Inachevé (未完) esthétique: 2000 secondes – Actuel
Les années suivantes sont généralement des périodes de conformité. Il est temps de vous réconcilier avec la dissonance de la dernière fois, de faire un compromis avec le temps qu’il reste ou de tolérer, d’harmoniser et de synthétiser en contemplant la vie. Cependant, Kim Byung-ki, qui a survécu pendant un siècle, se méfie toujours des compromis et tente d’en créer de nouveaux dans le «fossé». Son travail se reproduit une fois de plus au milieu de l’année 2000, mettant fin à sa carrière de 40 ans dans l’est des États-Unis et s’installe à Los Angeles. Alors que la toile est remplie de paysages californiens, les fortes couleurs primaires des périodes précédentes disparaissent et le ciel ensoleillé de Los Angeles et les couleurs de la terre jaune sont projetés. Les lignes qui dominent l’écran avec une écriture plus avancée sont celles du paysage d’Hollywood Mountain, où se trouve l’atelier de l’artiste, du ruisseau de montagne de la patrie, le corps de tous les êtres humains qui va durer, c’est-à-dire une nature qui change à l’infini mais qui finit par devenir une. C’est une expression de. Son travail durant cette période était “non fini”, autrement dit, il met en œuvre “inachevé comme achèvement”. Les couleurs colorées et les recherches sont réduites au maximum, la couche de pigment est minimisée au maximum, l’arrière-plan de la toile et les traces de l’œuvre sont affichés intacts et l’espace vide est plein en soi. Cette jyeotgi principalement dessiné comme une ligne plutôt que de remplir l’écran est affiché, c’est-à-dire que le trait (劃) est rendu possible par le jyeotgi. L’auteur reconnaît plus que jamais le monde de la ligne comme un paramètre clé et relie l’esprit individuel aux destinations externes.

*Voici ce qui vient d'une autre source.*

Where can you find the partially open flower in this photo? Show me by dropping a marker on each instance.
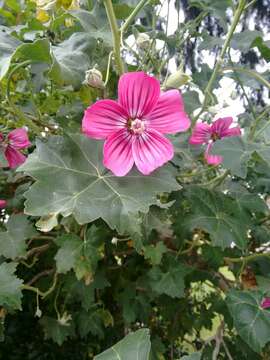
(93, 78)
(265, 304)
(204, 133)
(143, 41)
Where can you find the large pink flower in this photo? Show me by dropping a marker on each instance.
(265, 304)
(134, 125)
(208, 134)
(17, 139)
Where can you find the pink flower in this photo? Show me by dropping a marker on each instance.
(208, 134)
(133, 126)
(3, 204)
(265, 304)
(17, 139)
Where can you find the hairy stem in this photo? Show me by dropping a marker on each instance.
(116, 36)
(208, 89)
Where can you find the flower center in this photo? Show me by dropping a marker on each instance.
(136, 126)
(215, 137)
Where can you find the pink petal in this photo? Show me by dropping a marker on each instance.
(14, 157)
(118, 152)
(138, 93)
(236, 131)
(103, 119)
(168, 116)
(221, 125)
(18, 138)
(151, 150)
(3, 204)
(201, 134)
(210, 158)
(265, 303)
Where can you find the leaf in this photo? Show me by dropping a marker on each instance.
(217, 214)
(171, 281)
(75, 50)
(70, 179)
(55, 330)
(235, 153)
(136, 345)
(251, 321)
(191, 101)
(12, 241)
(154, 253)
(194, 356)
(244, 40)
(10, 287)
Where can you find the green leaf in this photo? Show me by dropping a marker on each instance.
(194, 356)
(12, 241)
(217, 214)
(244, 40)
(191, 101)
(155, 253)
(95, 23)
(10, 287)
(57, 330)
(251, 321)
(71, 179)
(235, 153)
(135, 345)
(171, 281)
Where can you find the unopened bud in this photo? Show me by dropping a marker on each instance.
(176, 80)
(93, 78)
(143, 41)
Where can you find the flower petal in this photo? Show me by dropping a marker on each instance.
(3, 204)
(235, 131)
(151, 150)
(138, 93)
(221, 125)
(118, 152)
(14, 157)
(201, 134)
(168, 116)
(18, 138)
(210, 158)
(103, 119)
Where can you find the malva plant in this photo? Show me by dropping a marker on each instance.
(134, 180)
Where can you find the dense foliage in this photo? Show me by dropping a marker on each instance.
(171, 265)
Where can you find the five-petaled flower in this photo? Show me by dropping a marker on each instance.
(11, 145)
(204, 133)
(3, 204)
(265, 304)
(133, 126)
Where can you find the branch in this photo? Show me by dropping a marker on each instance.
(116, 35)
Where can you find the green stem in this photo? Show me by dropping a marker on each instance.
(116, 35)
(132, 16)
(246, 258)
(208, 89)
(251, 73)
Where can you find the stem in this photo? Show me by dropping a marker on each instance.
(246, 258)
(251, 73)
(116, 35)
(132, 16)
(237, 15)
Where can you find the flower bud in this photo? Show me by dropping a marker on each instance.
(93, 78)
(176, 80)
(143, 41)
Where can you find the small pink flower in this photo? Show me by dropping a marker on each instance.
(3, 204)
(265, 304)
(133, 126)
(208, 134)
(17, 139)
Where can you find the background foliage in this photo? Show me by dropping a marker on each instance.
(181, 256)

Musée national d’art contemporain, Gwacheon, Corée du Sud

Le musée national d’art contemporain Gwacheon a été conçu en 1986 par l’architecte Kim Tae-soo.

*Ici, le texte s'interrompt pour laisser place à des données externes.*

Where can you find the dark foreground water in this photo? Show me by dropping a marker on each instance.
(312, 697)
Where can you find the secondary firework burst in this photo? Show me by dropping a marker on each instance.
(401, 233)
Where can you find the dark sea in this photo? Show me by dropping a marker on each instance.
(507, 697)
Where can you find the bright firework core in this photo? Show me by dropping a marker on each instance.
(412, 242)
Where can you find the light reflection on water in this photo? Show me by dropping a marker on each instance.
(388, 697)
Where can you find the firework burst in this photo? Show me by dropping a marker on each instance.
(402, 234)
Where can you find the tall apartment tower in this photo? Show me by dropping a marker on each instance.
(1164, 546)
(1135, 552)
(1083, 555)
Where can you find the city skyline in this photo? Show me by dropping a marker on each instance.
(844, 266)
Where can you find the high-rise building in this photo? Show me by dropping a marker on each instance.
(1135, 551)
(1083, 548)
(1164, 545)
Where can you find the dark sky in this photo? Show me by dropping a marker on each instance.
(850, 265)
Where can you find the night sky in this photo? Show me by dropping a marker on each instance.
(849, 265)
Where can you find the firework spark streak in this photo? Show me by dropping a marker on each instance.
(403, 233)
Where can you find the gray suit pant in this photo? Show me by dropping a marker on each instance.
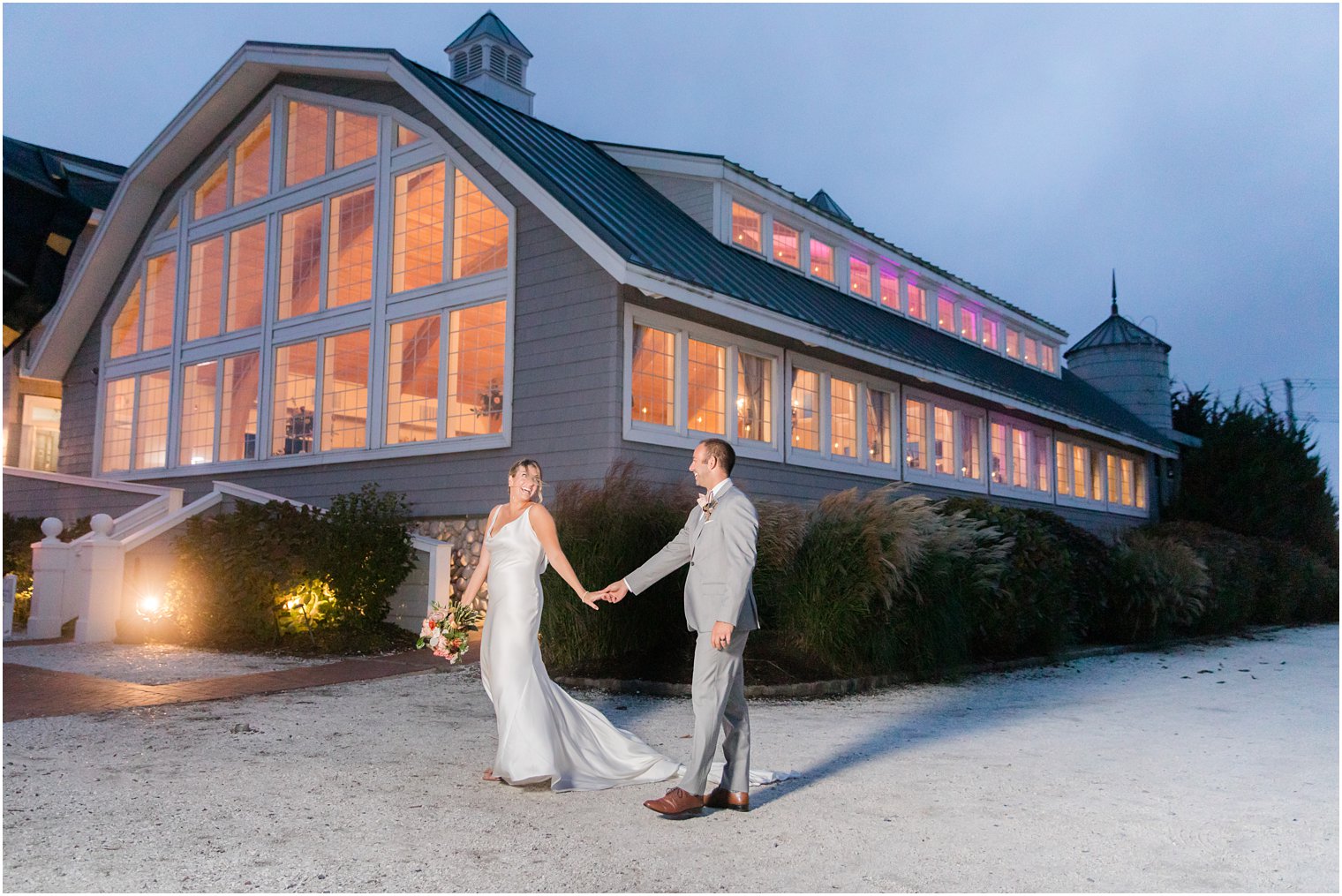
(718, 694)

C’est un musée familial qui harmonise tradition et modernité en appliquant la méthode de composition de l’espace traditionnelle coréenne aux fonctions modernes.

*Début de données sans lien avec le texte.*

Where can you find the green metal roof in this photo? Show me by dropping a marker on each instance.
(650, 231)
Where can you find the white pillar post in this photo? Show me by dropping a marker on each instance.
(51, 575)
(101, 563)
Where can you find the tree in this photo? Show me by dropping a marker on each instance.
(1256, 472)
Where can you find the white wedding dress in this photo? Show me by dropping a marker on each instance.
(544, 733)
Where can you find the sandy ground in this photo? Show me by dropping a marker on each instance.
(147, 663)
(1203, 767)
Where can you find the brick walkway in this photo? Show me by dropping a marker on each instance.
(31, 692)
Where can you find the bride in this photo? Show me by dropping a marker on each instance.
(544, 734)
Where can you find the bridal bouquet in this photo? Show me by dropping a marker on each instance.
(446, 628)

Gwacheon est un musée d’art centré sur le visiteur composé de huit salles d’exposition utilisant le savoir-faire de chaque domaine (architecture, artisanat, photographie, peinture, sculpture, médias et musée d’art pour enfants) pour l’éducation et l’expérience des enfants.

Vous pourrez rencontrer les œuvres de la nature dans le hall de sculptures en plein air et créer de précieux souvenirs au Musée national d’art contemporain de Gwacheon, où vous pourrez rencontrer l’art moderne coréen vivant dans le hall d’exposition en intérieur.